Cystic Fibrosis is an inherited, chronic and potentially life-shortening disease. If you’ve been diagnosed with CF, you have at least two mutated genes, inheriting one from each parent. If one parent has CF or carries a CF gene, and the other parent does not, then their child has a 50 percent chance of being a carrier of the CF gene, but may not exhibit symptoms. In some cases, additional tests such as the Sweat Test, which measures the amount of chloride in the patient’s sweat, may be useful. Testing should be done through an accredited CF care center.

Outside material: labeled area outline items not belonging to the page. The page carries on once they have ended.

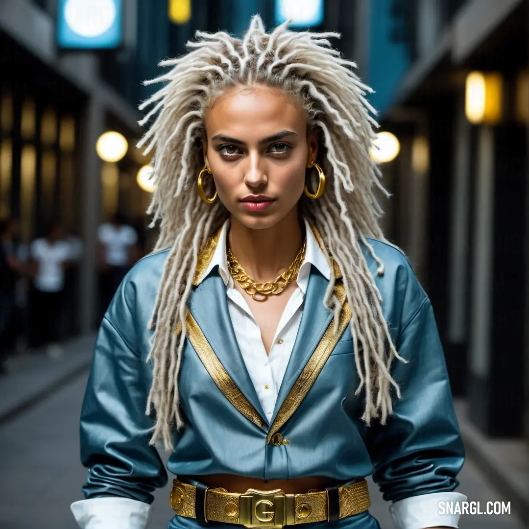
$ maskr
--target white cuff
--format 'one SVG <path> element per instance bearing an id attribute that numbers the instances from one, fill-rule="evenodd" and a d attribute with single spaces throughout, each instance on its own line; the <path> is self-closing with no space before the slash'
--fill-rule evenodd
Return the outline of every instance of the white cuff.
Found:
<path id="1" fill-rule="evenodd" d="M 81 529 L 147 529 L 153 511 L 148 503 L 117 496 L 81 500 L 70 508 Z"/>
<path id="2" fill-rule="evenodd" d="M 460 515 L 451 513 L 460 513 L 455 503 L 466 499 L 467 497 L 459 492 L 432 492 L 395 501 L 389 506 L 389 512 L 397 529 L 457 527 Z M 449 508 L 445 502 L 452 502 L 454 508 Z"/>

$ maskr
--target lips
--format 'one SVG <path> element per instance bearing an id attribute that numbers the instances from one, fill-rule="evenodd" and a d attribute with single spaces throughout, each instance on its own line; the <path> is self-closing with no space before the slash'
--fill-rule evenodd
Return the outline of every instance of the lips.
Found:
<path id="1" fill-rule="evenodd" d="M 248 195 L 241 199 L 241 202 L 271 202 L 275 200 L 266 195 Z"/>
<path id="2" fill-rule="evenodd" d="M 241 199 L 241 203 L 249 211 L 262 211 L 269 207 L 275 200 L 264 195 L 249 195 Z"/>

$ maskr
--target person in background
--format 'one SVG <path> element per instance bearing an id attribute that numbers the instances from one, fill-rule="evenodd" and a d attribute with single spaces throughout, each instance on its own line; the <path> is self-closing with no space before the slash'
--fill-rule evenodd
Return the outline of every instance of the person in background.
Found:
<path id="1" fill-rule="evenodd" d="M 20 224 L 15 218 L 0 222 L 0 375 L 7 372 L 5 362 L 13 342 L 15 287 L 24 271 L 24 263 L 16 253 L 20 231 Z"/>
<path id="2" fill-rule="evenodd" d="M 99 267 L 99 315 L 103 319 L 122 279 L 138 260 L 138 234 L 124 216 L 116 214 L 98 232 Z"/>
<path id="3" fill-rule="evenodd" d="M 70 263 L 70 245 L 62 226 L 53 223 L 45 236 L 30 247 L 29 269 L 33 280 L 30 302 L 30 345 L 47 346 L 48 355 L 62 354 L 59 344 L 65 270 Z"/>

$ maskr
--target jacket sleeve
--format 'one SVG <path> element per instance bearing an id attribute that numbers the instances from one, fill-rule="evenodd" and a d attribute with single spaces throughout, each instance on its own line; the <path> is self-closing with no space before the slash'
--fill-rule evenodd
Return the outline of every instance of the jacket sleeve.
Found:
<path id="1" fill-rule="evenodd" d="M 92 518 L 99 516 L 97 523 L 101 525 L 85 523 L 84 527 L 141 526 L 107 524 L 103 518 L 111 502 L 98 500 L 120 498 L 120 505 L 129 506 L 129 510 L 139 512 L 144 518 L 154 499 L 152 491 L 167 482 L 158 452 L 149 444 L 153 419 L 145 415 L 148 387 L 137 350 L 134 291 L 126 278 L 103 318 L 96 342 L 80 421 L 81 461 L 88 469 L 82 487 L 86 499 L 84 504 L 74 504 L 72 510 L 74 515 L 76 509 L 80 516 L 83 511 L 86 518 L 88 502 L 92 515 L 96 509 Z"/>
<path id="2" fill-rule="evenodd" d="M 394 400 L 387 424 L 368 428 L 367 446 L 384 499 L 402 529 L 457 527 L 457 518 L 441 516 L 440 500 L 465 496 L 452 491 L 464 451 L 454 411 L 448 375 L 432 305 L 424 296 L 396 342 L 399 354 L 392 375 L 401 398 Z M 421 497 L 420 498 L 418 497 Z"/>

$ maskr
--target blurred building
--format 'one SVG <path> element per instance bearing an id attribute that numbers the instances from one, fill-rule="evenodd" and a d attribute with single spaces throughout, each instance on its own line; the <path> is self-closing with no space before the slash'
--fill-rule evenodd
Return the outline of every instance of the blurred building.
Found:
<path id="1" fill-rule="evenodd" d="M 99 51 L 58 48 L 60 3 L 0 3 L 0 214 L 20 217 L 28 240 L 58 215 L 82 236 L 86 331 L 98 225 L 118 209 L 147 220 L 150 195 L 136 175 L 149 160 L 134 145 L 138 105 L 156 87 L 141 81 L 197 29 L 241 35 L 256 13 L 273 26 L 276 2 L 193 0 L 172 23 L 168 0 L 127 0 L 122 44 Z M 528 4 L 326 0 L 315 28 L 342 33 L 336 45 L 376 90 L 382 128 L 399 140 L 382 168 L 394 194 L 386 232 L 432 298 L 454 394 L 491 435 L 529 431 Z M 469 88 L 475 71 L 478 88 Z M 487 108 L 469 117 L 466 96 L 482 88 Z M 129 148 L 103 162 L 95 145 L 111 130 Z"/>

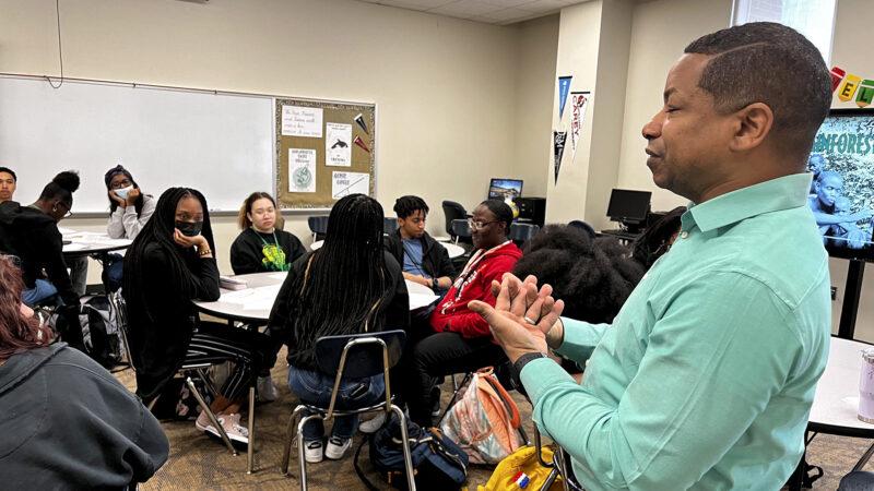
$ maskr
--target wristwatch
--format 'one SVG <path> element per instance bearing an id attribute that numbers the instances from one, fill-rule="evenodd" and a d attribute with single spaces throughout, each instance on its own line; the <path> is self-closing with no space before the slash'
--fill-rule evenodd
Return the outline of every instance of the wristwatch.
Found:
<path id="1" fill-rule="evenodd" d="M 522 369 L 525 368 L 528 363 L 541 358 L 550 358 L 550 356 L 542 351 L 533 351 L 527 352 L 516 360 L 516 362 L 512 364 L 512 370 L 510 371 L 510 381 L 516 387 L 522 386 L 522 380 L 519 378 L 520 373 L 522 373 Z"/>

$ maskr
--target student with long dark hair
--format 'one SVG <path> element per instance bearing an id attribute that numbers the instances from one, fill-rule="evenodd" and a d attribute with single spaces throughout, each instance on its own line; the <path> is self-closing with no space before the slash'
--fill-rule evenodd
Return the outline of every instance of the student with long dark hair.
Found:
<path id="1" fill-rule="evenodd" d="M 62 303 L 78 304 L 63 259 L 63 241 L 58 221 L 71 215 L 79 175 L 63 171 L 43 188 L 36 203 L 0 203 L 0 252 L 17 255 L 22 262 L 24 303 L 33 307 L 59 296 Z M 43 271 L 48 274 L 44 279 Z"/>
<path id="2" fill-rule="evenodd" d="M 264 361 L 271 344 L 257 332 L 194 320 L 191 300 L 220 297 L 208 209 L 199 191 L 170 188 L 128 249 L 122 291 L 137 393 L 143 400 L 156 397 L 184 362 L 234 361 L 234 372 L 211 407 L 232 440 L 248 443 L 239 408 L 255 376 L 273 364 Z M 196 424 L 218 434 L 203 412 Z"/>
<path id="3" fill-rule="evenodd" d="M 292 265 L 270 313 L 270 336 L 288 346 L 288 387 L 304 402 L 328 404 L 334 378 L 316 366 L 319 337 L 404 330 L 409 324 L 401 266 L 382 250 L 382 206 L 364 194 L 341 199 L 331 209 L 324 244 Z M 339 407 L 375 403 L 385 388 L 381 375 L 344 379 Z M 322 422 L 307 423 L 307 462 L 341 458 L 357 424 L 356 415 L 338 417 L 322 454 Z"/>
<path id="4" fill-rule="evenodd" d="M 4 489 L 125 489 L 167 460 L 161 424 L 109 372 L 22 304 L 0 256 L 0 469 Z"/>
<path id="5" fill-rule="evenodd" d="M 281 228 L 282 216 L 268 193 L 249 194 L 239 209 L 238 223 L 243 231 L 231 246 L 234 274 L 288 271 L 307 252 L 297 237 Z"/>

Occasionally, a patient with one CF gene mutation but a mildly elevated salt secretion through the skin by sweat testing may not have completely normal lung function, may exhibit other symptoms, or might get sick later in life. This is often referred to as CRMS, or CFTR-Related Metabolic Syndrome. In the case of CRMS, you should be followed by a physician or institution with expertise in CF to see if symptoms develop. If you have been diagnosed with CF, your care should be coordinated through an accredited CF center.
CF is a significant comorbidity for NTM lung disease. Although all newborns in the United States are now screened and it is usually diagnosed in early childhood, some NTM patients now are being diagnosed with a form of CF as adults.